The data of interest to us is contained in the buf parameter - the second parameter to write_null(). The __user part of the type declaration here says that this pointer is a userland pointer and therefore shouldn't be dereferenced directly by kernel code. This means that we'll have to treat this specially in our bpftrace script to get the results we want.

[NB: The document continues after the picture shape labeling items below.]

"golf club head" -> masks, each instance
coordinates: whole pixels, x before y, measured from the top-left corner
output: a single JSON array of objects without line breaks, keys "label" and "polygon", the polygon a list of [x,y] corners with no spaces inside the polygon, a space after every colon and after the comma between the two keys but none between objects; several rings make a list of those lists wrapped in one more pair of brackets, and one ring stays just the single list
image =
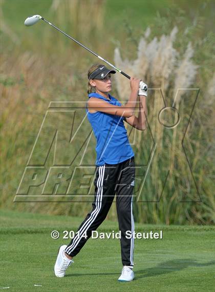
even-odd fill
[{"label": "golf club head", "polygon": [[27,18],[25,21],[25,25],[26,26],[30,26],[31,25],[33,25],[38,21],[39,21],[39,20],[40,20],[42,16],[38,15],[28,16],[28,17]]}]

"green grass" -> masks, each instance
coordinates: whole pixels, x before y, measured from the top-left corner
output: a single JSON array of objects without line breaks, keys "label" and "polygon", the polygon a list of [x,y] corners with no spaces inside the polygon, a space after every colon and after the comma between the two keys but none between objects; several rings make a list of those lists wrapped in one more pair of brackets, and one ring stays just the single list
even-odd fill
[{"label": "green grass", "polygon": [[[135,280],[131,283],[117,281],[121,269],[117,239],[90,239],[67,276],[55,277],[58,248],[69,242],[62,239],[62,231],[75,231],[82,219],[2,211],[0,288],[16,292],[214,291],[215,227],[211,226],[137,224],[136,230],[142,232],[162,229],[163,239],[135,240]],[[60,231],[59,239],[51,238],[53,229]],[[117,230],[117,223],[104,221],[99,231],[107,230]]]}]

The script to capture writes to /dev/null is extremely short but a few things need explanation:

config = {
  max_strlen = 32768;
}

kprobe:vmlinux:write_null*
{
  printf("%s: %s\n", comm,  str(arg1));
}
  • The default string size is currently 64 bytes so this means that printing a buffer with the %s format modifier will truncate the outout at 64 bytes. Alot of work has been done recently on increasing that limit and it's nearly all landed but until that time we need to manually tune the maximum string size parameter (max_strlen) to 32KB which is the upper bound on string sizes.
  • The wildcard match on the kprobe:vmlinux:write_null probe is an unfortunate necessity for me on my system as the write_null function has been optimised by the compiler and renamed to be kprobe:vmlinux:write_null.llvm.13919501563405862786() 😥. The wildcard means it should just work for anyone else as well (although it assumes that we only match the one function...).
  • The uptr() function marks the buf pointer as user address space pointer and this ensures that bpftrace will use the correct mechanism to access the pointer. Without explicit use of uptr() here the script will appear to work but will just error silently when attemoting to access the pointer. For further information see the "Address Spaces" section in the documentation (XXX link).

Here's some sample output on my test system:

$ sudo bpftrace devnull.bt
Attaching 1 probe...

tput: tput:
tput: No value for $TERM and no -T specified
tput:

ethtool: netlink error: Operation not permitted

proxy2_counters: /etc/fbagent/commandcollectors/configerator/proxy2_counters.sh: line 41: FBAGENTC: command not found

Line 41 of the proxy2_counters.sh script is:

  fbagent_output=$(FBAGENTC getRecentCollectedValues 2>/dev/null)

Oops. The $FBAGENTC variable isn't being quoted correctly and therefore we see the command not found output shown above. This breaking change has gone unnoticed for an embarrassingly long period of time because the script still appears to work: the fbagent_output variable containing stdout from the $FBAGENTC command invocation is used to control logic in the script that dictates output and therefore things appeared to be OK. Functionally the script was broken though for a certain class of systems. The fix was obviously trivial but this goes to highlight that functional breakage can easily be introduced and we need all the help we can get in locating such errors.